Page:Vallès - Les Réfractaires - 1881.djvu/276

Cette page a été validée par deux contributeurs.
269
LE BACHELIER GÉANT.

Le cinquième ? Sa vengeance est trouvée. Il annonce par la ville lui-même qu’on ne donnera pas d’argent le soir au bureau. Chacun payera en nature, croûtes de pain, flan, savates, gilets de laine ! Le directeur prendra son cinquième !

Un homme se présente avec un clysopompe : — « Passez aux premières ! »

Il fallait entendre Bêtinet raconter ces folies ! Philosophe gouailleur et sceptique, il riait au nez de la chance nouvelle, et s’amusait de sa décadence avec une gaieté mordante qui faisait la joie de la baraque, quand le travail n’allait pas.

Rosita n’était pas la dernière à applaudir du regard et des lèvres aux mots heureux !

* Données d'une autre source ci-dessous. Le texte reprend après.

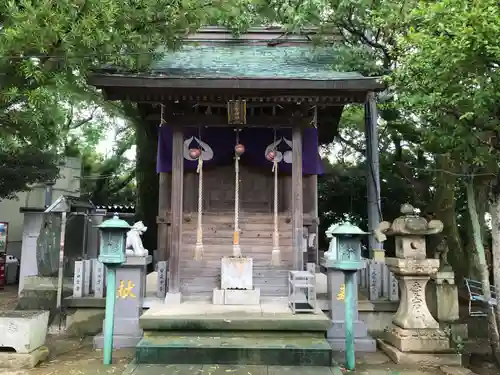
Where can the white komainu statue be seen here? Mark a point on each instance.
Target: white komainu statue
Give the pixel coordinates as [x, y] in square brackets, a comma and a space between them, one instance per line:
[134, 245]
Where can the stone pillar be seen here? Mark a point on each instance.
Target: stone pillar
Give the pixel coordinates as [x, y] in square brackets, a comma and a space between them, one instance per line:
[442, 299]
[414, 335]
[336, 334]
[130, 293]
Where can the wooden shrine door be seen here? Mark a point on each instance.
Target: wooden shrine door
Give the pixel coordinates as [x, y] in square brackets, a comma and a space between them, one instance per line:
[255, 190]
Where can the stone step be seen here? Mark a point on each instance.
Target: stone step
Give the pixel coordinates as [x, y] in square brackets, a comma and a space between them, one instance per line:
[253, 226]
[244, 241]
[244, 218]
[228, 233]
[278, 349]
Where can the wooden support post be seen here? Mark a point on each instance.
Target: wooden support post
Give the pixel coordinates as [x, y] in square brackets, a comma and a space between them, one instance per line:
[174, 291]
[297, 200]
[315, 213]
[164, 196]
[373, 176]
[163, 220]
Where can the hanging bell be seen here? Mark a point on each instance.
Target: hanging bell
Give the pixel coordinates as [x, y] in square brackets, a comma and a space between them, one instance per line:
[271, 155]
[239, 149]
[194, 153]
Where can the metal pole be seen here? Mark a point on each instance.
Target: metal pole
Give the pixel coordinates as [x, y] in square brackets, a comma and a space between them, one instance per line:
[109, 314]
[48, 193]
[60, 274]
[350, 291]
[85, 233]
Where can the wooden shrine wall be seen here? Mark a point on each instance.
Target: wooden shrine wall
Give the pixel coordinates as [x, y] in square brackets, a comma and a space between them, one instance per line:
[198, 278]
[256, 191]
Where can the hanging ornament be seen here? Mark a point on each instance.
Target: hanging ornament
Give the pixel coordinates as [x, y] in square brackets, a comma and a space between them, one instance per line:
[276, 253]
[271, 155]
[194, 153]
[239, 149]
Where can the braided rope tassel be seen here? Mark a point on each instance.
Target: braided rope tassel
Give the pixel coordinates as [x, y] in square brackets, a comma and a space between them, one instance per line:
[198, 250]
[276, 253]
[236, 236]
[238, 151]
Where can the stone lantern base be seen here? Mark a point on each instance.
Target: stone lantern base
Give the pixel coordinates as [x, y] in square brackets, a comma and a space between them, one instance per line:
[412, 358]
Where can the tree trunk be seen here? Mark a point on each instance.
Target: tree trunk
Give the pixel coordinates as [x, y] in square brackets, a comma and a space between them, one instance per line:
[485, 277]
[444, 207]
[147, 181]
[495, 246]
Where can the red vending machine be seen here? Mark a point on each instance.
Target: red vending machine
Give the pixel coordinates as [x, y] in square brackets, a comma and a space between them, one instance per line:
[4, 229]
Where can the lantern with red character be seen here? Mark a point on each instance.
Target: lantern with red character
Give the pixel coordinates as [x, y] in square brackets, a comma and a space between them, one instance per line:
[239, 149]
[194, 153]
[271, 155]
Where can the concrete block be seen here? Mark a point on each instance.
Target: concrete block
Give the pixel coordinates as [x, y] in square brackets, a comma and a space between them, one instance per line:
[173, 298]
[218, 296]
[24, 331]
[363, 345]
[23, 360]
[87, 274]
[242, 297]
[78, 278]
[237, 273]
[119, 341]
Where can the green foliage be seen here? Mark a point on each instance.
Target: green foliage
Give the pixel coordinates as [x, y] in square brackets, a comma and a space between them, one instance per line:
[36, 166]
[47, 50]
[448, 77]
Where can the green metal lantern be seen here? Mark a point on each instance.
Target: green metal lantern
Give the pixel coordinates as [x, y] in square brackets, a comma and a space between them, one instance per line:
[345, 247]
[113, 234]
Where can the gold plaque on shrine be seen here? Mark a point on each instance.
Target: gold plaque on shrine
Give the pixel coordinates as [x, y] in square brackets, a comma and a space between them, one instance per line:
[237, 112]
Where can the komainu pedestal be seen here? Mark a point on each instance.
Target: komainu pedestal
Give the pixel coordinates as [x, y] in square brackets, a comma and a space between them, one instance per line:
[414, 335]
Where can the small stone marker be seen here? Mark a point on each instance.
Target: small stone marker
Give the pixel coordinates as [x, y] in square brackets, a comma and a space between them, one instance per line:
[78, 279]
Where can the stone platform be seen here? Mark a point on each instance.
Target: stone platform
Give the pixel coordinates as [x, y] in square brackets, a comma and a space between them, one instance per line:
[202, 316]
[202, 333]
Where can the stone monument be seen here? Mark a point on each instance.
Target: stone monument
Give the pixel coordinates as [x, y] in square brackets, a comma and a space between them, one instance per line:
[442, 297]
[414, 335]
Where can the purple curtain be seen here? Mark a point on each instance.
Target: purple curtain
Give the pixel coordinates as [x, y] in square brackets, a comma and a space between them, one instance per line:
[217, 144]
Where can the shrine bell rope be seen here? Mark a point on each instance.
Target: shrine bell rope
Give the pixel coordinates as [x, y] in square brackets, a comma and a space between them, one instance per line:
[239, 149]
[276, 253]
[198, 250]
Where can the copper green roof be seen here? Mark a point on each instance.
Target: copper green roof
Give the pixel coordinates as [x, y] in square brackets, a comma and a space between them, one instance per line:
[251, 61]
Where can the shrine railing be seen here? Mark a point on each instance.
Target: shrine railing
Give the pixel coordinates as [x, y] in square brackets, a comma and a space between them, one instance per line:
[377, 282]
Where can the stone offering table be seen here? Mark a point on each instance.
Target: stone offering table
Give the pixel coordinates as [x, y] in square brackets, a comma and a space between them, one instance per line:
[130, 292]
[414, 335]
[236, 283]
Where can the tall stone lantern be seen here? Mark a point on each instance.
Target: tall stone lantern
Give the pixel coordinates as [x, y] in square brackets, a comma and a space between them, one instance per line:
[414, 335]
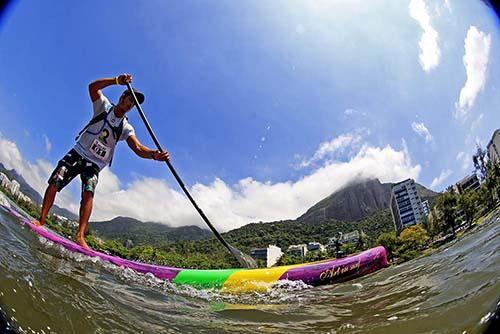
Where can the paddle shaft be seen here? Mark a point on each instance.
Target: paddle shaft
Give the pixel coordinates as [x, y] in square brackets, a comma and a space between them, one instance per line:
[169, 164]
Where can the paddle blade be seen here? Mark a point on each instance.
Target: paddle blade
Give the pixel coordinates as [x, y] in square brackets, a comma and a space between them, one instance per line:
[245, 260]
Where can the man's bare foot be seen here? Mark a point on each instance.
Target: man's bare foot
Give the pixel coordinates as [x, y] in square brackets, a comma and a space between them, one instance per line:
[37, 223]
[81, 241]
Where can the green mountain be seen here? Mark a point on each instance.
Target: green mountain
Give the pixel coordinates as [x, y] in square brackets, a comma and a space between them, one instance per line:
[125, 228]
[362, 205]
[356, 201]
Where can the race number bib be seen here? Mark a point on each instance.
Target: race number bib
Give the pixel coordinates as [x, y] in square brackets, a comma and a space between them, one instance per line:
[100, 150]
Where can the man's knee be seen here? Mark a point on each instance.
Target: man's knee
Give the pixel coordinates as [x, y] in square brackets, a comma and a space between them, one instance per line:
[87, 196]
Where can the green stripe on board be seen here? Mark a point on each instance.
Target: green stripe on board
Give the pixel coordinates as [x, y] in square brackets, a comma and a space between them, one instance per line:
[204, 279]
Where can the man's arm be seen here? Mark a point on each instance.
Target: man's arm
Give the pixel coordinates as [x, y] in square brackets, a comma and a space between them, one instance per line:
[145, 152]
[96, 86]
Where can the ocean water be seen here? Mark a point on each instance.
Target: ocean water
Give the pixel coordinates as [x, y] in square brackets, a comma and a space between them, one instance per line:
[46, 289]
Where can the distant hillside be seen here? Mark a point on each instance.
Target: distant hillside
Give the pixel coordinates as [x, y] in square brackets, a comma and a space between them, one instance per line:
[125, 228]
[289, 232]
[356, 201]
[33, 194]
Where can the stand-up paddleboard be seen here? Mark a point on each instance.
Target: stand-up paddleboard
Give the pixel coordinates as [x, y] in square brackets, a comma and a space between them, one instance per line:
[235, 280]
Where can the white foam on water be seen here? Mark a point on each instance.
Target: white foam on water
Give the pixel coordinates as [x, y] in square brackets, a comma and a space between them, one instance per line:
[281, 292]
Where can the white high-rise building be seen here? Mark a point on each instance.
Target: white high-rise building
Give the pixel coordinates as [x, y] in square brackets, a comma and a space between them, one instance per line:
[406, 206]
[14, 187]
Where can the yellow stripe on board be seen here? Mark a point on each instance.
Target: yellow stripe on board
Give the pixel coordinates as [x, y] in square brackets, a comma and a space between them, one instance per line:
[258, 280]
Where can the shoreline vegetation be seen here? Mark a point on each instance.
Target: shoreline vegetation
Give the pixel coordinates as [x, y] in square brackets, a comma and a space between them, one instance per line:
[452, 216]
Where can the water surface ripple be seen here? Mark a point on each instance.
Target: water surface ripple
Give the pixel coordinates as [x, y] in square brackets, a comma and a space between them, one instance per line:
[45, 289]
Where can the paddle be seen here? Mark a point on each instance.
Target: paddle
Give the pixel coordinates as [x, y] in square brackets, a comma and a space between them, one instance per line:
[245, 260]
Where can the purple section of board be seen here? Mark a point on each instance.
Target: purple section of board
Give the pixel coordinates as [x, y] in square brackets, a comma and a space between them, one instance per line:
[167, 273]
[339, 270]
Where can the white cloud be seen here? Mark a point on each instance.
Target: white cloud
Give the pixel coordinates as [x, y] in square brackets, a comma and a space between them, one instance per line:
[48, 144]
[441, 178]
[430, 53]
[447, 5]
[353, 112]
[465, 160]
[338, 144]
[227, 206]
[249, 200]
[477, 49]
[36, 174]
[422, 131]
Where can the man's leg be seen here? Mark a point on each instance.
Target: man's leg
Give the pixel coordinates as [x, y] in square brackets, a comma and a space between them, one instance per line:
[89, 177]
[48, 200]
[85, 211]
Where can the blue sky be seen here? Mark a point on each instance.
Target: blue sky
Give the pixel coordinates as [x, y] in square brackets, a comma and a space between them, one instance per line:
[265, 106]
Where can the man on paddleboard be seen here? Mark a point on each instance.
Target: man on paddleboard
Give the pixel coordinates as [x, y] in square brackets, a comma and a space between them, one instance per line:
[94, 149]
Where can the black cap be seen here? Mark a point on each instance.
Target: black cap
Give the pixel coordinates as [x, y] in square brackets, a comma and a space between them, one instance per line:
[138, 94]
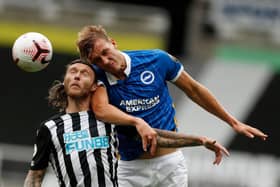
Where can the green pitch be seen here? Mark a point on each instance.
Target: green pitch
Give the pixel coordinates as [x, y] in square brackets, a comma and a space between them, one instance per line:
[63, 39]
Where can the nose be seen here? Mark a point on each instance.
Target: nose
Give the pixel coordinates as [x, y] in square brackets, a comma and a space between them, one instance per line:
[105, 60]
[77, 76]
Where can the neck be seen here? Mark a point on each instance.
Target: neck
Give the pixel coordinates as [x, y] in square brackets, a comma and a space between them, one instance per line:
[78, 104]
[121, 75]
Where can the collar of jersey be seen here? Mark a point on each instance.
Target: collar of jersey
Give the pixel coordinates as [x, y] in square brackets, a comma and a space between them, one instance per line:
[113, 79]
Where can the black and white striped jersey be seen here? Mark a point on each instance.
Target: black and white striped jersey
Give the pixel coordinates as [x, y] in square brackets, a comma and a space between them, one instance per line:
[81, 150]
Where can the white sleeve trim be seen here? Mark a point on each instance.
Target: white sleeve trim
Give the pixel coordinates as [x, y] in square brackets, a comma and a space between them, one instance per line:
[178, 74]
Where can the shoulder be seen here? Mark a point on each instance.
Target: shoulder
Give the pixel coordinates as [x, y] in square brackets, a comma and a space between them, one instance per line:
[144, 52]
[51, 121]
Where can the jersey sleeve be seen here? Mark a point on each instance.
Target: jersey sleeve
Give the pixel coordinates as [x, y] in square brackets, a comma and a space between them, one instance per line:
[172, 66]
[41, 149]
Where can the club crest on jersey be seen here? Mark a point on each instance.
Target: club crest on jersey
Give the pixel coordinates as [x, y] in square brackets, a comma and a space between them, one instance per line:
[147, 77]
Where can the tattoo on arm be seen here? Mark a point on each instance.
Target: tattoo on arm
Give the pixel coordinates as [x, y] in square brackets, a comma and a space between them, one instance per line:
[173, 139]
[34, 178]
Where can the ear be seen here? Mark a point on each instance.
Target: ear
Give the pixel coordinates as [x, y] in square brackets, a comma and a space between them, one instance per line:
[93, 87]
[114, 42]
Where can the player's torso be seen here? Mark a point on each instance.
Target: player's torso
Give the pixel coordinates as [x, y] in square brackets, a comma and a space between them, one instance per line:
[144, 93]
[80, 146]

J’étais jaloux du succès du pître, quand je la voyais ainsi l’écouter, sans perdre une de ses paroles, un de ses gestes, ne se rappelant plus que j’étais là, attendant le mot de la fin !

Mon cœur se serrait, et je riais jaune quand il fallait rire. Ma douleur me rendit injuste et mauvais. J’essayai de ruiner la popularité du pître, de lui couper le succès sous le pied par des interruptions malignes ou des réflexions d’ennuyé.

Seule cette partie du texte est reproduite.